Avec le Grand Deskilling, c’est la chasse aux compétences humaines

De nos jours, je n’ai plus besoin d’étirer ma mémoire. Quand je dis à Jocaste : « Tu sais, cette actrice, celle que j’aime, celle de Les enfants vont bienmon film préféré, eh bien, elle est dans cette nouvelle série télé… »

Autrefois : invoquez les bibliothécaires ! Envoyez-les dans les coffres ! Bruissement, bruissement. Accorde moi un instant. C’est vrai : Julianne Moore. Il y avait du plaisir à allumer les synapses et à faire sortir le nom de sa cachette.

C’est elle, cette actrice de ce que j’aime.Crédit: Getty ImagesEurope

Maintenant, dès que l’espace vide apparaît, je cherche sur Google, refusant à mes bibliothécaires mentaux la possibilité de se lever de leur chaise.
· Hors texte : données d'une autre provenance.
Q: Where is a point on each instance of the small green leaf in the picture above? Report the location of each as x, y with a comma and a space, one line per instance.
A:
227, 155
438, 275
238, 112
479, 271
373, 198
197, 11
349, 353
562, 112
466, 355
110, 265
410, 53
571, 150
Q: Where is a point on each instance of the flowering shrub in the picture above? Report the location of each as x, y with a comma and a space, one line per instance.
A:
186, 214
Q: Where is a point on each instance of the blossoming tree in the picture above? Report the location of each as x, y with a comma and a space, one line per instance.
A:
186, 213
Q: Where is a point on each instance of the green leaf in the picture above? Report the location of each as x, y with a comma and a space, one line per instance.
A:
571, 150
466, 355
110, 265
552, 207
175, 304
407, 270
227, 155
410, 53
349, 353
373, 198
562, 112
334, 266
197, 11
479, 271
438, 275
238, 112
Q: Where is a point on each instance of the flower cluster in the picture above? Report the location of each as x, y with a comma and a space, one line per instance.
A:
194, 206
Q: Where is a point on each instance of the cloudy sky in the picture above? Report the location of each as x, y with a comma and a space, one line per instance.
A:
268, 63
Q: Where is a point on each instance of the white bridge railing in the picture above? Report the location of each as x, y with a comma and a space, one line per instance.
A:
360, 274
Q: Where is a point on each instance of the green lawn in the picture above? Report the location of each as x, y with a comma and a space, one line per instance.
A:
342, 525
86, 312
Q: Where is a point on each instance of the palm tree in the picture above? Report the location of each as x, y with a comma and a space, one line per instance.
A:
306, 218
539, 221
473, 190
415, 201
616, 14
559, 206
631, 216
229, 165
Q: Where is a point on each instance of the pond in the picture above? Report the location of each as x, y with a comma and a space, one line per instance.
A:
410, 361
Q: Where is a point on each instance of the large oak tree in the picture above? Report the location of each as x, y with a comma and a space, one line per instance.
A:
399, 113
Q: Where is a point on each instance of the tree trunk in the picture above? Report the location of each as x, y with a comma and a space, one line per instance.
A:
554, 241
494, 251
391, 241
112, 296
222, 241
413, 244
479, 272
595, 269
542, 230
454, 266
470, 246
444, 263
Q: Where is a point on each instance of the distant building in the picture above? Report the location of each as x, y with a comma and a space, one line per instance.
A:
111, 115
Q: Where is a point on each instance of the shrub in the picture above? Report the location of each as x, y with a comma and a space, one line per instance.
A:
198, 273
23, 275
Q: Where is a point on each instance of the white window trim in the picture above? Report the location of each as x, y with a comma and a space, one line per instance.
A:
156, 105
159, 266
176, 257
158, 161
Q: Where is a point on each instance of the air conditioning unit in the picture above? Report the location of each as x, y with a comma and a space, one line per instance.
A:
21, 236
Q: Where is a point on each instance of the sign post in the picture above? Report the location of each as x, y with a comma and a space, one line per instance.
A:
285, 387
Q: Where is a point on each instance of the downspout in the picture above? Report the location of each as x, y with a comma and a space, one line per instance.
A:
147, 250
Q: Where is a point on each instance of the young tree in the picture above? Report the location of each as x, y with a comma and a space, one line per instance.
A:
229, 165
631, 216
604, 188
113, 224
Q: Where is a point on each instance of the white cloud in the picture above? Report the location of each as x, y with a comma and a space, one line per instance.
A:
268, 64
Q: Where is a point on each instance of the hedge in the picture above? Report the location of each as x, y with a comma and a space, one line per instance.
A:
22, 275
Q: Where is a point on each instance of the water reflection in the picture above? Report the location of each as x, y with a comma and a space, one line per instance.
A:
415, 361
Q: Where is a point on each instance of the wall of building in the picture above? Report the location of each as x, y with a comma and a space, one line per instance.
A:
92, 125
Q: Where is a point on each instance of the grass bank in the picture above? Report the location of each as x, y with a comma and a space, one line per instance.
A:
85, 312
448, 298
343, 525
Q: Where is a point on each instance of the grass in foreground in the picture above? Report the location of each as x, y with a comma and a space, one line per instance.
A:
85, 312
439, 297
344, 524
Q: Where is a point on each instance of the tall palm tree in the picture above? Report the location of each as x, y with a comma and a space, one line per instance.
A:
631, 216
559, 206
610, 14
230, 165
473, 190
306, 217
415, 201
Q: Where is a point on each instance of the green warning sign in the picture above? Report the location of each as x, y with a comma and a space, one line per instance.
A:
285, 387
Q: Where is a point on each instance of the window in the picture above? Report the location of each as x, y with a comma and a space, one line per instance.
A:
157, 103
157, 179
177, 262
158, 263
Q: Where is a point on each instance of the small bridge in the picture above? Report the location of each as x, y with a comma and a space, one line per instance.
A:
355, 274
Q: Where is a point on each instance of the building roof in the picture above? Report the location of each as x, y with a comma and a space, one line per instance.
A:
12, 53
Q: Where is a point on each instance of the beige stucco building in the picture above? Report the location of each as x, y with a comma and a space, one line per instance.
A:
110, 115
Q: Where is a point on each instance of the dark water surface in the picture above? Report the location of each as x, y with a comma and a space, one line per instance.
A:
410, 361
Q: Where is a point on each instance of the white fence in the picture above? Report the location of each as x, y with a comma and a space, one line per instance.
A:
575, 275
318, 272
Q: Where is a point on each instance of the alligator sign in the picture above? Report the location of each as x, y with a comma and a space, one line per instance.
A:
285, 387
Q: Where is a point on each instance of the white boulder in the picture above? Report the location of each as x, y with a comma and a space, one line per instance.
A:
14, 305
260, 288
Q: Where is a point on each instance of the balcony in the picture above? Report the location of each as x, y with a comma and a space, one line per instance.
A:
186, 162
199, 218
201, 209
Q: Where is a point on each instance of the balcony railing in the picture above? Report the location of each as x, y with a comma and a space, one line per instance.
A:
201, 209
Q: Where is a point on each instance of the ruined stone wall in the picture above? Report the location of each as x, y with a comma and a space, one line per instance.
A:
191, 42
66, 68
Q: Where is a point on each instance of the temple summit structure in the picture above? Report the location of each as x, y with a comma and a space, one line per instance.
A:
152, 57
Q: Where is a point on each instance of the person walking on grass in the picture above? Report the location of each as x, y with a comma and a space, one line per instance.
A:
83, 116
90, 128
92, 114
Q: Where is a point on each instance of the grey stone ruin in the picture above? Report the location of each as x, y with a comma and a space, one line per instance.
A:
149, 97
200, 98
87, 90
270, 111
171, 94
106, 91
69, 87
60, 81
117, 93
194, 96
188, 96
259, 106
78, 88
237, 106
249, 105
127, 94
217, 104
Mon Dieu, ils doivent s’ennuyer là-haut.

Prochaine étape : mon sens de l’orientation. OK, je connais toujours l’emplacement des Blue Mountains et je pourrais probablement trouver Cronulla. Pourtant, ces compétences reposent sur des connaissances pré-numériques. Emmenez-moi dans une nouvelle ville, j’allume Apple Maps et je fais tout ce que la dame dit. Tourner à gauche, tourner à droite, prendre le tunnel. Si Internet tombait en panne, je serais incapable de localiser mes propres fesses.

Arithmétique? J’étais autrefois un joueur de classe mondiale, mes compétences étant perfectionnées au cours de longues journées de travail derrière le comptoir de l’agence de presse de mon père. Six poudres Bex, un carton de Winfield Blue et un exemplaire de « Best Bets » ? « Certainement, monsieur, ce sera 19,73 $. Et voici une différence de 27 cents par rapport à vos 20 $.

Maintenant, je demande de l’aide face à la plus simple des sommes. Partager la note de 150 $ du café entre trois personnes ? Maintenant, où est mon téléphone ?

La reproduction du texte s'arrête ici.